This Is What’s Really Going To Happen To Bitcoin

Every time I bring up Bitcoin, it tends to draw ire for how dismissive I am of it. So I thought I’d take a moment to explain why Bitcoin is a fad. And it is a fad.

Here is what will happen, and sooner rather than later, to Bitcoin:

  • Law enforcement will figure out a way to track it.
  • And, more importantly, somebody will breach the program in some fashion.

And this will completely destroy Bitcoin’s value.

Anybody who thinks otherwise needs to consider the economics of the situation. There is the potential to make a lot of money, or at least steal a lot of drugs. So there are a lot of people working on compromising Bitcoin and eventually somebody’s going to pull it off.

I should note here I’m not questioning the basic principles or technology behind Bitcoin. In fact I think it’ll be pretty useful and even more common as time goes on. You’ll never get a paycheck in Bitcoins, but there’s simply too much market incentive for a semi-anonymous digital currency to not exist. That said, Bitcoin won’t be it. This future currency, whatever it is, is going to thrive on a total lack of publicity. It might even be centrally administrated by someone. But Bitcoin itself is a target.

Most governments, even nominally free ones, don’t want an untraceable digital currency. It’s not because of drugs, it’s because of taxes. Tax enforcement is going to start getting weird over the next few decades, with GPS trackers in your car to enforce road taxes, more taxes shifting over to physical property, and God only knows what else. They don’t want to make it worse.

So there’s a powerful incentive to figure out who has these Bitcoins, where they’re spending them, and why while this is still a minor trend than absolutely everywhere. The FBI has already filed a concerned memo over who might be using Bitcoin and this is just what we see publicly.

The main problem is that the assumption that Bitcoins are anonymous is just that — an assumption. And it turns out not to be the truth: All law enforcement has to do is figure out what addresses are generated by your wallet and they know all of your transactions. Is that hard? Sure. Then again, these tend to be highly motivated people. There’s a reason Silk Road is built around Tor. And it’s not like they can’t just simply monitor sites that exchange Bitcoins for other currencies and see who gets cash for what.

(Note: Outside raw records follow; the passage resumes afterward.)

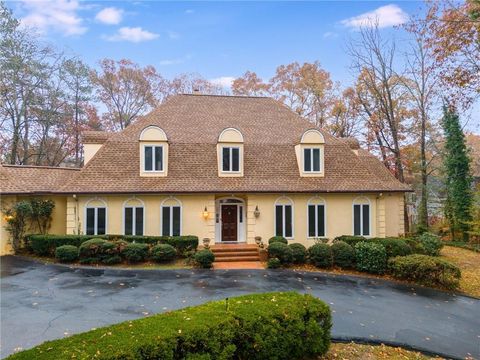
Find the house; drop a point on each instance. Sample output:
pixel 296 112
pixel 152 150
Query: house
pixel 226 168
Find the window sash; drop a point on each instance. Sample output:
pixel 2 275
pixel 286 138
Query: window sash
pixel 316 220
pixel 153 158
pixel 284 221
pixel 311 160
pixel 171 220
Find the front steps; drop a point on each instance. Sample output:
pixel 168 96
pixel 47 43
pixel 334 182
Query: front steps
pixel 236 256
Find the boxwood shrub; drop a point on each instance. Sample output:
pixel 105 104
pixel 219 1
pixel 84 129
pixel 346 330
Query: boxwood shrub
pixel 261 326
pixel 277 239
pixel 280 251
pixel 425 270
pixel 320 255
pixel 371 257
pixel 204 258
pixel 299 253
pixel 163 252
pixel 343 255
pixel 66 253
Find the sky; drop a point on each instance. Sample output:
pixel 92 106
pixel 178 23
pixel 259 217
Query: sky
pixel 218 40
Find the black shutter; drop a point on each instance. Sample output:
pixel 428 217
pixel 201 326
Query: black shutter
pixel 90 221
pixel 128 221
pixel 101 221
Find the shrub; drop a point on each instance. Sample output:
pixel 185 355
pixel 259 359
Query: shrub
pixel 204 258
pixel 371 257
pixel 273 263
pixel 163 252
pixel 261 326
pixel 280 251
pixel 343 255
pixel 299 253
pixel 431 244
pixel 134 252
pixel 66 253
pixel 277 239
pixel 321 255
pixel 425 270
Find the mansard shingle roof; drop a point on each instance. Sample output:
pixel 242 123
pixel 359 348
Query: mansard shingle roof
pixel 194 122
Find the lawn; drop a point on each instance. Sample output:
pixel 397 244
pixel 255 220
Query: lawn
pixel 352 351
pixel 469 263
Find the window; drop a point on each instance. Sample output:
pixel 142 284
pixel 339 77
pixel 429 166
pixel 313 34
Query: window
pixel 361 219
pixel 311 159
pixel 133 221
pixel 171 220
pixel 230 159
pixel 153 158
pixel 284 220
pixel 96 218
pixel 316 220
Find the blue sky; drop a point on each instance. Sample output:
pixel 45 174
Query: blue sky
pixel 219 40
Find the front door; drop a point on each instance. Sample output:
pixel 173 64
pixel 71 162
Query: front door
pixel 229 222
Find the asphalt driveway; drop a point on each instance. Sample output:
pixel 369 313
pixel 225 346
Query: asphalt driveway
pixel 43 302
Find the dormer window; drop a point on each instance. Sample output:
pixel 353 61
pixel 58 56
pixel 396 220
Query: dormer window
pixel 230 153
pixel 311 159
pixel 230 159
pixel 153 152
pixel 153 157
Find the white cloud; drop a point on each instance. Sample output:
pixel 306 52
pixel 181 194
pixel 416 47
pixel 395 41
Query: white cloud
pixel 110 16
pixel 384 16
pixel 224 81
pixel 132 34
pixel 61 16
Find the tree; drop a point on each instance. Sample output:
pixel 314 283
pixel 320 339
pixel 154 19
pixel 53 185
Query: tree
pixel 127 90
pixel 458 179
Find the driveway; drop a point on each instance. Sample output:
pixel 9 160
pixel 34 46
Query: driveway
pixel 43 302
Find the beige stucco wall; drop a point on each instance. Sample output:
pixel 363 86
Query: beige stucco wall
pixel 58 225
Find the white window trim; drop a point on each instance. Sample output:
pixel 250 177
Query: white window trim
pixel 283 217
pixel 315 201
pixel 310 148
pixel 362 201
pixel 95 225
pixel 162 205
pixel 153 146
pixel 231 159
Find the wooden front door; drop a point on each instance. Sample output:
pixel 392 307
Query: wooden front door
pixel 229 222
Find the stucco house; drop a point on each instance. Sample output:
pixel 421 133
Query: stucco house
pixel 223 167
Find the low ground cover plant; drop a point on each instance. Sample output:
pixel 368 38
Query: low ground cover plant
pixel 261 326
pixel 426 270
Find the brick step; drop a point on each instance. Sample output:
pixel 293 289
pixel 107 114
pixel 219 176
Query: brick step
pixel 237 259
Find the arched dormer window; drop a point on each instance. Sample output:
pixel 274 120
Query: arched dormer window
pixel 284 217
pixel 316 217
pixel 230 153
pixel 153 152
pixel 310 153
pixel 361 216
pixel 171 217
pixel 95 217
pixel 133 217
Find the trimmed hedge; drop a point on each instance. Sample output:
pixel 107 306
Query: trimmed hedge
pixel 321 255
pixel 45 245
pixel 371 257
pixel 299 253
pixel 261 326
pixel 343 255
pixel 66 253
pixel 280 251
pixel 425 270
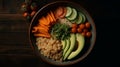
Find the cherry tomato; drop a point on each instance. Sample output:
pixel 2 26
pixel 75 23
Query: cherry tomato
pixel 87 25
pixel 74 25
pixel 88 34
pixel 82 26
pixel 85 30
pixel 25 14
pixel 33 13
pixel 79 30
pixel 73 30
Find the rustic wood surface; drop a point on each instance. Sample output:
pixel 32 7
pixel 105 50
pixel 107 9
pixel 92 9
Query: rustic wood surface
pixel 15 49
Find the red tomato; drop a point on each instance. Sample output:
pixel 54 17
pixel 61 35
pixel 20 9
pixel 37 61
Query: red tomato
pixel 87 25
pixel 82 26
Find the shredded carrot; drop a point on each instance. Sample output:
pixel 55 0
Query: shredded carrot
pixel 44 24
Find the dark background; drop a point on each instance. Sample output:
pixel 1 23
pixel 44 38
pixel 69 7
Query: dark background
pixel 15 48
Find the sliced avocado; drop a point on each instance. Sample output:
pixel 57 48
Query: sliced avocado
pixel 73 15
pixel 69 11
pixel 67 46
pixel 63 44
pixel 81 41
pixel 72 44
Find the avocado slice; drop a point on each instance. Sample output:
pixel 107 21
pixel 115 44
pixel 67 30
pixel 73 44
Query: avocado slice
pixel 67 46
pixel 81 41
pixel 72 44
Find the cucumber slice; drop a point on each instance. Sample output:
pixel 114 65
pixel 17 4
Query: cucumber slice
pixel 73 15
pixel 83 17
pixel 79 19
pixel 69 11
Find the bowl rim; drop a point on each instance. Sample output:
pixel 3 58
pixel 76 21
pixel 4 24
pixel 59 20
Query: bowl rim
pixel 89 49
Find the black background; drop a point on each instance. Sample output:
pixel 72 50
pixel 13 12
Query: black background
pixel 105 14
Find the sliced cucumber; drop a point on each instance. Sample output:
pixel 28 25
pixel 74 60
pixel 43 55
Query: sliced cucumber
pixel 69 11
pixel 73 15
pixel 79 18
pixel 83 17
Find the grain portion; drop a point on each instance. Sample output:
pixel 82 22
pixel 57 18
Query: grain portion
pixel 49 47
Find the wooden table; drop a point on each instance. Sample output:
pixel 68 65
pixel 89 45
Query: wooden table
pixel 15 48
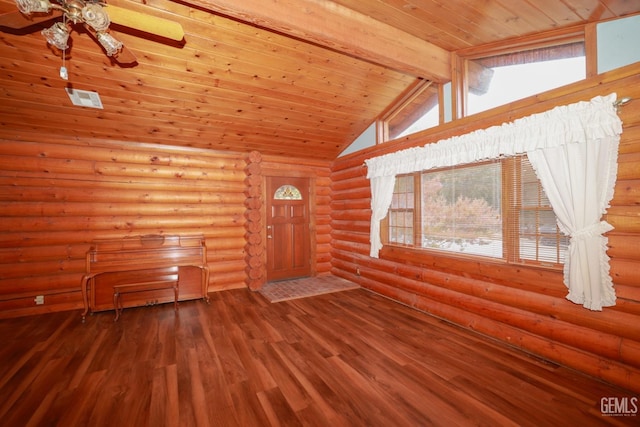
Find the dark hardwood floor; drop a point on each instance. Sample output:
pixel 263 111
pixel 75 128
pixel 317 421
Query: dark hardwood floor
pixel 350 358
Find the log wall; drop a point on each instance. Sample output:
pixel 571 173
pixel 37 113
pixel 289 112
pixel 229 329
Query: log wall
pixel 56 196
pixel 522 306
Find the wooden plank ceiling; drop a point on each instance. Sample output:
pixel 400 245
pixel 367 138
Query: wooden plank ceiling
pixel 292 77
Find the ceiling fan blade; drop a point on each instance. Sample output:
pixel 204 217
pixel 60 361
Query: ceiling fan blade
pixel 17 20
pixel 124 56
pixel 147 23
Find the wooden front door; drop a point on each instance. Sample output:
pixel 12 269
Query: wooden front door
pixel 288 247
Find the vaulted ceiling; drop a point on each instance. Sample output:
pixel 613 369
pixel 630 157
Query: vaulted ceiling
pixel 294 77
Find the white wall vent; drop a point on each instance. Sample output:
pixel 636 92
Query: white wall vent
pixel 84 98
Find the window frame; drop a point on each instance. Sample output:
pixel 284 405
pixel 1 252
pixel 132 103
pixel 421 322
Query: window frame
pixel 510 194
pixel 460 79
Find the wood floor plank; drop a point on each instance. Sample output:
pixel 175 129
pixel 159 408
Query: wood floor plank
pixel 350 358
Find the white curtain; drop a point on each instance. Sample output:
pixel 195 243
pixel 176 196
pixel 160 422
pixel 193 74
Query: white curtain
pixel 381 195
pixel 578 179
pixel 573 149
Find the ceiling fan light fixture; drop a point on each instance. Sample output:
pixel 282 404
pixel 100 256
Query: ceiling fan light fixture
pixel 57 35
pixel 109 43
pixel 30 6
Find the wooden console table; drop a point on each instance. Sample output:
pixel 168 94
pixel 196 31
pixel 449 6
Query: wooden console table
pixel 139 266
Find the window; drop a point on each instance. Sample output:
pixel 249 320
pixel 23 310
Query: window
pixel 494 209
pixel 417 110
pixel 496 80
pixel 401 212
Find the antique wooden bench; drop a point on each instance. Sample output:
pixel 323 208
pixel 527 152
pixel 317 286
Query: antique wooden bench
pixel 142 268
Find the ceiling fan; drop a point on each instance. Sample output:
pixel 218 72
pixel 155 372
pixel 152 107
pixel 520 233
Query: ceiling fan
pixel 95 16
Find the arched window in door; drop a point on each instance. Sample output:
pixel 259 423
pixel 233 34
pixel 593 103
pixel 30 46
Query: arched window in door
pixel 287 192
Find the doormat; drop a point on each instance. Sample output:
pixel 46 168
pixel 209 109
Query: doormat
pixel 306 287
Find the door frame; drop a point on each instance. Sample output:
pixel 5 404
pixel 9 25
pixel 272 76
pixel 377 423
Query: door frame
pixel 278 173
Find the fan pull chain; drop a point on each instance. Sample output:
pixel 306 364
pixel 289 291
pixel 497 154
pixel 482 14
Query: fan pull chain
pixel 64 74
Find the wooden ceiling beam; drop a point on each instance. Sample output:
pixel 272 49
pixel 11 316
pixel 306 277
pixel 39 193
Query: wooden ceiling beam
pixel 336 27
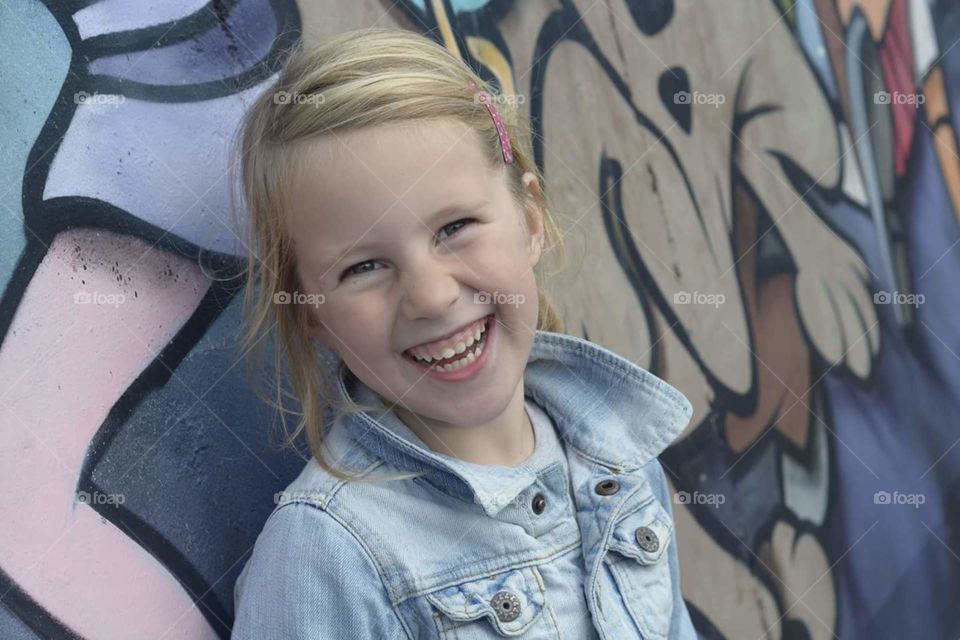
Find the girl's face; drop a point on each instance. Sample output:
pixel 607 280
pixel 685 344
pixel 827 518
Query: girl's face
pixel 409 235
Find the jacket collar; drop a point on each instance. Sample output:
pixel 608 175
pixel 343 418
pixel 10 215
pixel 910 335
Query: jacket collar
pixel 606 408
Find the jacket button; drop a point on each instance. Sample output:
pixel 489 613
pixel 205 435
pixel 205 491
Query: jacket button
pixel 647 539
pixel 539 503
pixel 607 487
pixel 506 605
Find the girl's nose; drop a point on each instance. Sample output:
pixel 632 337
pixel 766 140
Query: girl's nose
pixel 429 289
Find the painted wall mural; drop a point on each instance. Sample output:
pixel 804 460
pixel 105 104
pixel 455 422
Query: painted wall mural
pixel 761 202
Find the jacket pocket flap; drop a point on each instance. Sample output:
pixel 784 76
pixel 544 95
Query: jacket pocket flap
pixel 512 600
pixel 643 534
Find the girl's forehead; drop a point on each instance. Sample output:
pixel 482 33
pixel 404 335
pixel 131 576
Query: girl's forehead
pixel 408 166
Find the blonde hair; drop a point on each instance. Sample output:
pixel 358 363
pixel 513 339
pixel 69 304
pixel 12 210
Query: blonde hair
pixel 353 80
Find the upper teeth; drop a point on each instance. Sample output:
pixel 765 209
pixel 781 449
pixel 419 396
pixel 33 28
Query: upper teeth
pixel 457 344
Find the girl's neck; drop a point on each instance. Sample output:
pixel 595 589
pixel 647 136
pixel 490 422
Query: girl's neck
pixel 507 441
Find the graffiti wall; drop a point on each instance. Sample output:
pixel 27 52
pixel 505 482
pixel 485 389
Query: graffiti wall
pixel 760 200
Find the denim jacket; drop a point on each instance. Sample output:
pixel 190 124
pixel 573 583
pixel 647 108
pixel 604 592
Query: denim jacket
pixel 459 552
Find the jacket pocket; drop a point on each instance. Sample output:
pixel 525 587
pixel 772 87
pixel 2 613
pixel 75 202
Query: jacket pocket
pixel 638 560
pixel 511 603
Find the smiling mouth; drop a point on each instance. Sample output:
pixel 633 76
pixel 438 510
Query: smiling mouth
pixel 457 357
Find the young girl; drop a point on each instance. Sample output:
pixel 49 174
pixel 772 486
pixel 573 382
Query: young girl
pixel 474 472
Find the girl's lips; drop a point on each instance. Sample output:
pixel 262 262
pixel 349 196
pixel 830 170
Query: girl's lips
pixel 449 335
pixel 464 372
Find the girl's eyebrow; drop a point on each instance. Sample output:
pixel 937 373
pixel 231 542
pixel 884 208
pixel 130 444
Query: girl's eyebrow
pixel 329 260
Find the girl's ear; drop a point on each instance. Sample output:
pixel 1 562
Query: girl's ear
pixel 534 215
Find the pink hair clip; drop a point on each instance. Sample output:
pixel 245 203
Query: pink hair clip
pixel 498 121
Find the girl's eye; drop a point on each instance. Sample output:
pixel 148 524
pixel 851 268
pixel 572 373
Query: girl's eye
pixel 356 269
pixel 463 222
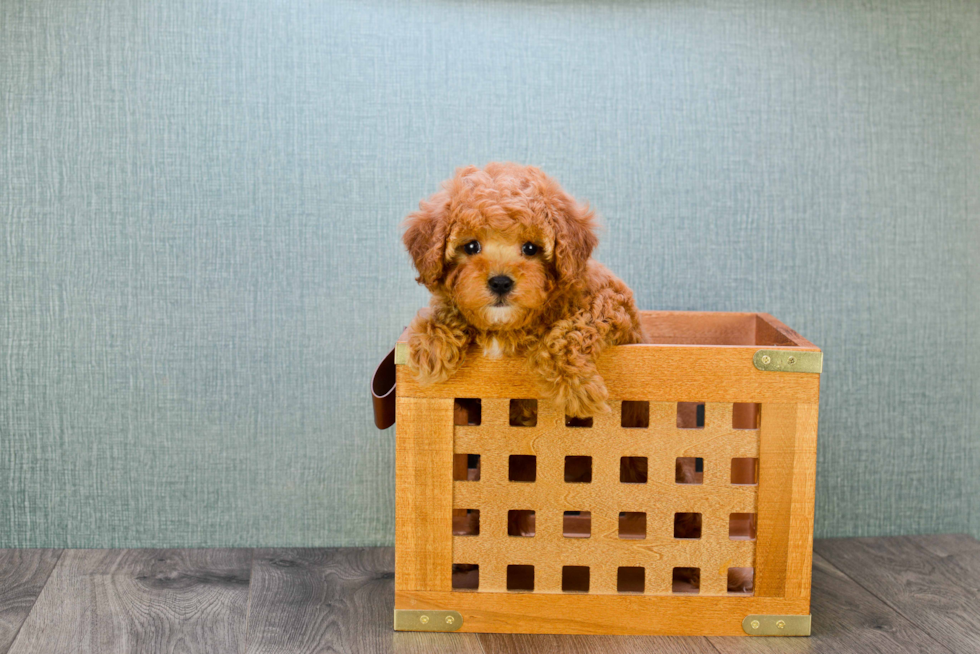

This is the first way Bitcoin will suddenly be worthless. Once some drug dealer trading it in Bitcoins is tracked down, it’s going to make other drug dealers skittish. Demand will drop… and Bitcoins, already pretty volatile, will drop with it. It may not kill Bitcoin entirely but it will kill a large part of the appeal.

The second one is really pretty obvious. Bitcoin is built on cryptography, and there is no infallible cryptographic system. Add to that that there’s the potential to make a lot of money before anybody catches on. And on top of that, there’s a human involved. There’s a way in. It may have even been found already. It might involve a program that just sits and records your wallet addresses, it might be something that grabs your key, hell, it might even be a brute-force attack.

Don’t think there aren’t organized crime networks and governments, forget black hats, working on this. But once it happens, Bitcoin advocates are going to discover there’s something a government backed currency has that Bitcoins don’t. If you commit wire fraud in the US, the FBI goes after you. If you forge currency, the Secret Service is coming for your ass. You forge or steal Bitcoins and… uh… a few Redditors will start a Scumbag Bitcoin Counterfeiter meme.

That’s the problem. Legally speaking, Bitcoin are the same thing as a stack of gift certificates to governments. It’s technically theft, but if somebody steals your Bitcoins, you have no liability protection, you have no FDIC protecting your deposit, there is literally nothing in place to protect the consumer. All the self-proclaimed libertarians who whine about this stuff will change their tune pretty fast once they’re out a few hundred bucks.

All it will take for Bitcoin to be worthless is one breach. Once the community realizes that it could lose all their coins in an instant, the value will drop like a rock. And make no mistake. It may not happen tomorrow, it may not happen next week, but it will happen. And once it happens, that’s the end of Bitcoin.

Not the end of digital currency, or even the software itself: I’m pretty sure some sort of digital currency will evolve out of Bitcoin. But in order to learn the problems, they first have to be found, and they have to be found the hard way.